FOMC In View

The US Dollar is having a quieter start to the week as traders prepare for the June FOMC meeting on Wednesday.  Market expectations are generally built around the Fed pausing rates at this meeting with CME pricing for a pause sitting around 75%. However, the wider focus is likely to be on the Fed’s forward guidance and how it projects rates as likely to move over the coming months and into year end.

Fed Guidance on Watch

Market pricing for rate cuts later in the year has pulled back sharply. Friday’s jobs data showed the US economy once again adding a strong amount of jobs last month, adding conviction to this view.
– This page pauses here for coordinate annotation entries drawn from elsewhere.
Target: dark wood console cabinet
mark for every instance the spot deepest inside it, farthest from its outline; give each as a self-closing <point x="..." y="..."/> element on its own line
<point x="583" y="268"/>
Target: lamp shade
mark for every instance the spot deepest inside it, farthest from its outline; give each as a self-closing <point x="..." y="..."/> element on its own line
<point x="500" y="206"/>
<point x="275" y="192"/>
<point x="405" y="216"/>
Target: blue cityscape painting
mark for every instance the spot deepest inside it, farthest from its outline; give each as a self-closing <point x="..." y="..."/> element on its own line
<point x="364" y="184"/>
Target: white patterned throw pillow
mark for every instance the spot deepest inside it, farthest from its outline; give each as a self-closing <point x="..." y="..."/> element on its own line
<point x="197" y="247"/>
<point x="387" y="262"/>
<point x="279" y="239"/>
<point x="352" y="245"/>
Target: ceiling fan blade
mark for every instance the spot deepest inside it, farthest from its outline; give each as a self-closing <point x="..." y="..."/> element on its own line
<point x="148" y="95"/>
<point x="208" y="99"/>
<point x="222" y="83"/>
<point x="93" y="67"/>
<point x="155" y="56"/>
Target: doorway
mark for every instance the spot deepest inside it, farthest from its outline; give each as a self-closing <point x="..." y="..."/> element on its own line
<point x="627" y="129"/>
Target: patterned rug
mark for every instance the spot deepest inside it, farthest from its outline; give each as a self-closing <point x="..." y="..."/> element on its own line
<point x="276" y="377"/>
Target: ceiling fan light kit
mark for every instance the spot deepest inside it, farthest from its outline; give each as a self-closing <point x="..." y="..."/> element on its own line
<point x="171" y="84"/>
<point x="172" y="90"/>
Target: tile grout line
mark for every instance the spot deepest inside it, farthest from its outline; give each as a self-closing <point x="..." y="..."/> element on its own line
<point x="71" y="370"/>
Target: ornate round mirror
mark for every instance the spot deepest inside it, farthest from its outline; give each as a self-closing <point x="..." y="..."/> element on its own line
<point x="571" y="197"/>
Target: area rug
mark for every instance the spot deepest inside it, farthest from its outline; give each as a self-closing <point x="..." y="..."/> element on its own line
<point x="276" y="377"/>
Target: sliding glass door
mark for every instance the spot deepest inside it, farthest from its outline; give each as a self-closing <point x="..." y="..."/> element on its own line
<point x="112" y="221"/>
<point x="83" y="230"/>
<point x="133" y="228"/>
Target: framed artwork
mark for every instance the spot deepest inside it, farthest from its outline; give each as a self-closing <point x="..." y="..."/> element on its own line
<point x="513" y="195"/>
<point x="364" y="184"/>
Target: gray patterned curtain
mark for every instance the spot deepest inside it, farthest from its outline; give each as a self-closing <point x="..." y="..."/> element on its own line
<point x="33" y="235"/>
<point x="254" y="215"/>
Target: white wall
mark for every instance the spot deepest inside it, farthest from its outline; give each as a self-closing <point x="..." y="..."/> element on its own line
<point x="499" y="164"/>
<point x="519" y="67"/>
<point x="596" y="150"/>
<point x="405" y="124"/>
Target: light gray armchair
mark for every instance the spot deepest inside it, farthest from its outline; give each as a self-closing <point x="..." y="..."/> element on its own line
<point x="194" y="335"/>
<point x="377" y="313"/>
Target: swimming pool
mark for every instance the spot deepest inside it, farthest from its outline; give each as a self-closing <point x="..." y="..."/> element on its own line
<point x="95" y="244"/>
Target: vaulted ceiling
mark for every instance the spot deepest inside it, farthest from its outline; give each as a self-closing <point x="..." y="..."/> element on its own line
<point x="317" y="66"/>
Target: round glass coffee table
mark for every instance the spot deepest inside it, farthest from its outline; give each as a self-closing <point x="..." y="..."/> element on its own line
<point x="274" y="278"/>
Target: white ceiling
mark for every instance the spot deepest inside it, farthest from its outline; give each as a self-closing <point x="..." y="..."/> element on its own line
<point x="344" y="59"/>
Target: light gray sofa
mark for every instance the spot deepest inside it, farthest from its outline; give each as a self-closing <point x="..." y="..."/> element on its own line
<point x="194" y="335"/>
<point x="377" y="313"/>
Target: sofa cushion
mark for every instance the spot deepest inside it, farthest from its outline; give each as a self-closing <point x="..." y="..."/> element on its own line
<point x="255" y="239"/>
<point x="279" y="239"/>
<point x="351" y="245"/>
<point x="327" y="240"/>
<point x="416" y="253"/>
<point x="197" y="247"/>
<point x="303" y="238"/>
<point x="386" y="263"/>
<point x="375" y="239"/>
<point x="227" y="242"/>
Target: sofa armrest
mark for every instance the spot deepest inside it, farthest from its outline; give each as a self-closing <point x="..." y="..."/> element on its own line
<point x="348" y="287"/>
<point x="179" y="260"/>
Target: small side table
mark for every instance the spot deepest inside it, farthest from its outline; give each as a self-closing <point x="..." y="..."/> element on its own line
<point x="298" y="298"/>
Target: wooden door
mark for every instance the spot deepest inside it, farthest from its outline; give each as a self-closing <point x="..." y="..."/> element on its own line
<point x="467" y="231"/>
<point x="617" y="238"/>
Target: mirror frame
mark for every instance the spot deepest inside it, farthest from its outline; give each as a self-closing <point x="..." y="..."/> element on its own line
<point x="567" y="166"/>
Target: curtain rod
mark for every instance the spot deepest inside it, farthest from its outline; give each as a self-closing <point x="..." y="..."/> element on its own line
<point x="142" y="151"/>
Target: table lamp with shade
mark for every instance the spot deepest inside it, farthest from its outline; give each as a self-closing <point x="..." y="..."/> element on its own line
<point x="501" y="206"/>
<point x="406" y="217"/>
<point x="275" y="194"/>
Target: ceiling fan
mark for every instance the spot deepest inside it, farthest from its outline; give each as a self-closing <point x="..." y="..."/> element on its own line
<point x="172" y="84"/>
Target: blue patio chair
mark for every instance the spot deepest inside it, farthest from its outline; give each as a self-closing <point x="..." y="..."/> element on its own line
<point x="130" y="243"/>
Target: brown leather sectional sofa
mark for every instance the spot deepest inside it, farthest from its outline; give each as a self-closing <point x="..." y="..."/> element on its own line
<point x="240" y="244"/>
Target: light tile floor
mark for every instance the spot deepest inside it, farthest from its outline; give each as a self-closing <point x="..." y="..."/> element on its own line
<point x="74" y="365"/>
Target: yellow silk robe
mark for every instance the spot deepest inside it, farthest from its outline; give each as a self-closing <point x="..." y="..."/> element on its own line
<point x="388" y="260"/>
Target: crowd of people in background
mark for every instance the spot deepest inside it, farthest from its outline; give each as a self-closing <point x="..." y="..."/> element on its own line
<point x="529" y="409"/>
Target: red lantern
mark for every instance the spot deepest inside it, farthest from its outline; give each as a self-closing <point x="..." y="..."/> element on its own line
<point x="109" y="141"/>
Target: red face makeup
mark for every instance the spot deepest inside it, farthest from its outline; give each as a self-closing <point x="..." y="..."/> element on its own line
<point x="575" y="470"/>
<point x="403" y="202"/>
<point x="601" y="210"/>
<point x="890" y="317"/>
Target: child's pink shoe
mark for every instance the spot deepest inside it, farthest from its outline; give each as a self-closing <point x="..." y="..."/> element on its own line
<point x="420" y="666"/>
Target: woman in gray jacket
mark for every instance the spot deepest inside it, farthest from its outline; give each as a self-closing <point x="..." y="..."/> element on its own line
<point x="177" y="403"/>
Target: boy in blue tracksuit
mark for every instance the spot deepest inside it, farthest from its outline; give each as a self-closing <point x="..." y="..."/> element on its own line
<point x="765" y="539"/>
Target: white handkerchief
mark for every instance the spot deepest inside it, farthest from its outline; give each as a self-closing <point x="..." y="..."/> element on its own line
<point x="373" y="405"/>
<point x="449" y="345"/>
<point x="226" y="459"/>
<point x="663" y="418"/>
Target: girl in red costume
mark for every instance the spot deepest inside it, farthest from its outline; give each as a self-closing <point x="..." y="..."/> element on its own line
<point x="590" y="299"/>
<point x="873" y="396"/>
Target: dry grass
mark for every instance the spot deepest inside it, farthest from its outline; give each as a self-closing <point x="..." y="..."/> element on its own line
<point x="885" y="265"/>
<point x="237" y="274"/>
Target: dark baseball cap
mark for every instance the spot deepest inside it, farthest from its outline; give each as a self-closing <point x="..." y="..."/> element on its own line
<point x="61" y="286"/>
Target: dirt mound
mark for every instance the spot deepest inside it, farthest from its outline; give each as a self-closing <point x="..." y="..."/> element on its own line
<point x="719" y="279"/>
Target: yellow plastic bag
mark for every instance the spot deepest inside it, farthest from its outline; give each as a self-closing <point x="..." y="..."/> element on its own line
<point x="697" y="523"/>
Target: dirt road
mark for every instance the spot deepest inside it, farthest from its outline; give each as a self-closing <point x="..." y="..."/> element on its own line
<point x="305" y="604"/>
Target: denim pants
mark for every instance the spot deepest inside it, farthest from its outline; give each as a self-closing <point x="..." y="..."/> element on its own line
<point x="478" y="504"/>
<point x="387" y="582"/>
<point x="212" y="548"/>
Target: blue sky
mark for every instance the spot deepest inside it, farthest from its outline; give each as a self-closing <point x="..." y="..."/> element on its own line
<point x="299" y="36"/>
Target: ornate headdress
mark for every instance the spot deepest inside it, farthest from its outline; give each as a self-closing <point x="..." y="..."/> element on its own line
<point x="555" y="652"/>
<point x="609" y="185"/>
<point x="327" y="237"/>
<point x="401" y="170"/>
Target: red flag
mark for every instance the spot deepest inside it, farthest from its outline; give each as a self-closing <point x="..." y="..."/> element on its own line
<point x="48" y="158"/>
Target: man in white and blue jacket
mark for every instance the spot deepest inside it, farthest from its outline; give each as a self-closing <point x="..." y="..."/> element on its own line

As such, the expectation currently is for a ‘hawkish pause’ with the Fed likely to signal that further hikes might still be warranted across the year. Tomorrow’s US CPI print will likely be key in determining the tone of the meeting.

US CPI In Focus

If CPI is seen cooling further last month, this should allow the Fed room to take a more neutral outlook on rates which should see gold prices rising.  However, if CPI was seen sticking around recent levels this will no doubt provoke a more hawkish outlook, weighing on gold near-term.  The final scenario then, which Is the outside scenario, if that CPI surprises to the upside. In this instance, the Fed might still opt to hike at this meeting especially given recent surprise RBA and BOC hikes the ECB hike expected this week, which should see gold prices fall sharply as USD spikes.

Technical Views

XAUUSD

For now, gold prices continue to hover below the 1973.51 level and broken bull channel lows. Momentum studies have turned flat here, indicating two-way risk. However, while price holds below the broken support area, risks are skewed towards a further drop lower near-term with 1871.04 the next support to watch.